I have been arguing that the notion of natural rights is incoherent and problematic because it is impossible to say what is a right by nature versus a civil right, a right created by society. Let’s take the controversial debate on same-sex marriage. Do we have a right in nature to same-sex marriage? To me, this is the wrong question. The question is really broader than this:
Is there even a notion of “marriage” in nature or is the very concept of “marriage” not already a religious conception imposed on a type of relationship that also contains sexuality. In nature, is “copulation” the same as “marriage?” Is there “marriage” at all in nature? When animals reproduce, are they married? Surely “marriage” is a concept that carries certain religious and cultural assumptions that arise from human communities and certain understandings of men, women, God, the sacred and so forth.
In what sense, then, can marriage be a natural right? And if it is instead a civil institution, then the specific society has in its purview the right to define it as it pleases including the right to eliminate the institution of marriage completely if it wishes. Marriage itself is a human institution so how can there be a natural right to it for anyone, including heterosexuals? Isn’t marriage then by definition either a religious right or a civil right? Even if one wants to argue, which I do not, that nature endorses reproduction, that does not mean that nature endorses the concept of marriage.
The point that I am making is that there is little clarity about which rights are natural and which rights are civil rights derived from society. The distinction between natural and civil rights which reaches back to the seventeenth century is problematic.
Indeed, I would argue that all rights are civil rights, for they are the rights that society picks out to affirm as most important. It is society that arrives at a notion of what’s natural based on a set of convictions and propositions about what it means to be human and what it means to be a member of that society. Each society has convictions that it develops about how what it sees as core rights should be implemented and extended for its particular social setting and moral commitments. This is why the notion of what are rights are seem to change over time, as we develop new ways of thinking about our situation, and our ultimate commitments.

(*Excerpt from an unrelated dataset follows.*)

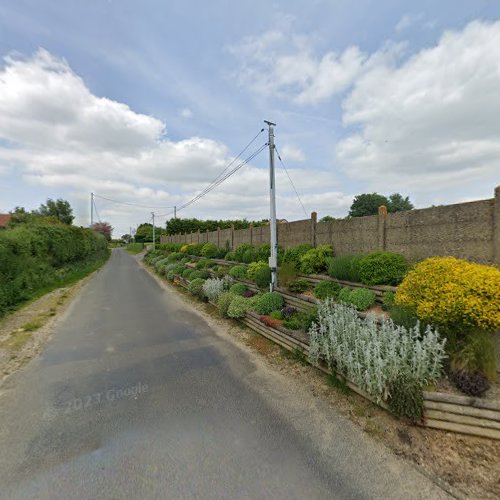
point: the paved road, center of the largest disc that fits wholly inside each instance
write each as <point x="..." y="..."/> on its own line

So if we are going to debate whether same-sex marriage is a natural right, we should debate whether heterosexual marriage is a natural right as well. In the end, there is no stronger justification for heterosexual marriage than for same-sex marriage in nature. But there are good reasons to allow both as civil rights. I am for same-sex marriage and see no reason why all loving couples who want to commit to each other should not have the same benefits legally and why society should not call both heterosexual and same-sex marriage by the same name.